The number of migrants apprehended at the southern border fluctuated from 2014 to 2017, with 479,371 stopped in fiscal 2014 and 303,916 in fiscal 2017, rising and falling in between.

In 2018, however, the numbers began to rise, to 396,579, and they spiked in fiscal 2019, with 361,087 migrants apprehended in the first six months of the fiscal year alone, according to Customs and Border Protection.

Against that backdrop, Trump last April ordered the deployment of National Guard troops to the border to act in support roles for border agents. He ordered active-duty troops to the border in October and in February, he declared a national emergency that he said would let his administration divert funds from the Defense Department and other agencies toward construction of a border wall.

Trump at one point threatened to close the border entirely to stop the flow of migrants.

“We’re talking about an invasion of our country with drugs, with human traffickers, with all types of criminals and gangs,” Trump said as he declared a national emergency.
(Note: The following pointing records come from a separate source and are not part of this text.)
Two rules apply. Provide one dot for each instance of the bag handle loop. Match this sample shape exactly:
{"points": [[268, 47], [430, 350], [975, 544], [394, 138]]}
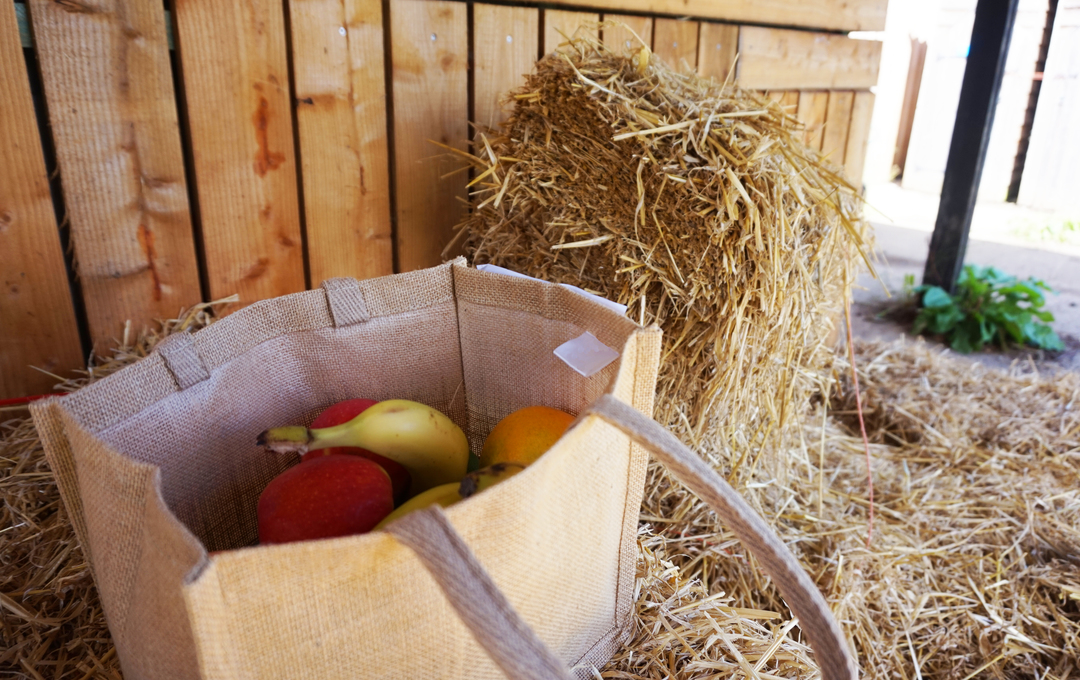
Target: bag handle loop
{"points": [[517, 650]]}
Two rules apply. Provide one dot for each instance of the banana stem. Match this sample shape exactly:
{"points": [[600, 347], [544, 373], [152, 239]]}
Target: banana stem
{"points": [[287, 439], [300, 439]]}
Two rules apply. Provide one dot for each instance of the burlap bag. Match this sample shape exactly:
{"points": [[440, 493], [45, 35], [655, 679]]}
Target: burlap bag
{"points": [[532, 579]]}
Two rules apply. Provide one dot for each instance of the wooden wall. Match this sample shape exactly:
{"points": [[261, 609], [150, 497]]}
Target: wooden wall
{"points": [[258, 148]]}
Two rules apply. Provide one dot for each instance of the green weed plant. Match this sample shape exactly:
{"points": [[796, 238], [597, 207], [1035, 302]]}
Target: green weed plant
{"points": [[989, 307]]}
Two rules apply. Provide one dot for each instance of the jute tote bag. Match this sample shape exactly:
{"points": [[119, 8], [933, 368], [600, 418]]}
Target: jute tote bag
{"points": [[532, 579]]}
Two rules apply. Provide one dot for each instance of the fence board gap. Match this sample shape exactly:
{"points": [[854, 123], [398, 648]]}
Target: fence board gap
{"points": [[112, 112], [778, 58], [341, 119], [813, 107], [235, 80], [504, 51], [717, 46], [676, 42], [430, 48], [620, 40], [859, 134], [837, 121], [37, 317], [559, 23]]}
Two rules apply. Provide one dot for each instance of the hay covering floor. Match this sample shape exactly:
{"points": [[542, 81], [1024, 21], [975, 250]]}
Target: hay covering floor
{"points": [[973, 569]]}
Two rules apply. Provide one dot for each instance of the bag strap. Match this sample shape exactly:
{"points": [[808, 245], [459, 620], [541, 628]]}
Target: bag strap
{"points": [[805, 600], [517, 650], [482, 607]]}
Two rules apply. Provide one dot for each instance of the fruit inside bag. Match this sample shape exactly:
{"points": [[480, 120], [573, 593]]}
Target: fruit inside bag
{"points": [[360, 458]]}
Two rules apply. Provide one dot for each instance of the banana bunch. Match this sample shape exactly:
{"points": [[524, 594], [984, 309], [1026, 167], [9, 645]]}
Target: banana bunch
{"points": [[427, 443], [449, 493]]}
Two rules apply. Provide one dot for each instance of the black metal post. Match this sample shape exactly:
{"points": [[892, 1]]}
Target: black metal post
{"points": [[971, 135]]}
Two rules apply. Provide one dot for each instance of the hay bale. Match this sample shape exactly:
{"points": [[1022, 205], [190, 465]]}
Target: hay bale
{"points": [[693, 203]]}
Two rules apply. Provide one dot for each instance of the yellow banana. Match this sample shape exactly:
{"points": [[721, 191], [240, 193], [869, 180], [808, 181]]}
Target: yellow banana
{"points": [[445, 494], [419, 437], [480, 479]]}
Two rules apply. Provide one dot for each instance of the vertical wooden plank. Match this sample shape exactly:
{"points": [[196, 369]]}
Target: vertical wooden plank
{"points": [[717, 46], [37, 320], [621, 40], [1052, 167], [559, 23], [430, 44], [504, 50], [112, 109], [676, 43], [235, 81], [341, 120], [859, 134], [812, 109], [837, 120]]}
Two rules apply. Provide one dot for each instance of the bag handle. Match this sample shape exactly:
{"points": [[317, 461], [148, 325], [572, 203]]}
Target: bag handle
{"points": [[517, 650]]}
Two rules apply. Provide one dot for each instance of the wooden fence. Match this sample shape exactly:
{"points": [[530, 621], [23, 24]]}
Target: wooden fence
{"points": [[258, 148]]}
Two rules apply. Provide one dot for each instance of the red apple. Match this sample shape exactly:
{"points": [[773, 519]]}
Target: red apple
{"points": [[342, 412], [329, 495]]}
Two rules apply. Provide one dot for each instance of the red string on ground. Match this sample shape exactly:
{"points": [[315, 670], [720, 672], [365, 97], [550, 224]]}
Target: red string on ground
{"points": [[859, 408]]}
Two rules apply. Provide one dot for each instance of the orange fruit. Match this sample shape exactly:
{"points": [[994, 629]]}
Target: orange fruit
{"points": [[524, 435]]}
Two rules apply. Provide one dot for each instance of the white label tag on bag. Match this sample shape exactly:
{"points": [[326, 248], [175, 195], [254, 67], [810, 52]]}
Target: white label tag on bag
{"points": [[585, 354], [615, 307]]}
Arizona sheriffs have generally welcomed the administration’s moves, including the deployment of troops who have strung miles of concertina wire along the border. But others, like Estrada, have pushed back against what they call the militarization of the border.

He said drugs are the biggest problem at the border, but that trafficking would go down significantly if ports of entry were properly staffed and the right technology was supplied. Estrada said that people coming across the border are not armed with weapons, and merely want to “work and contribute” to America.

“These people are armed with women and children,” he said. “It is scary when you see women and children as a threat.”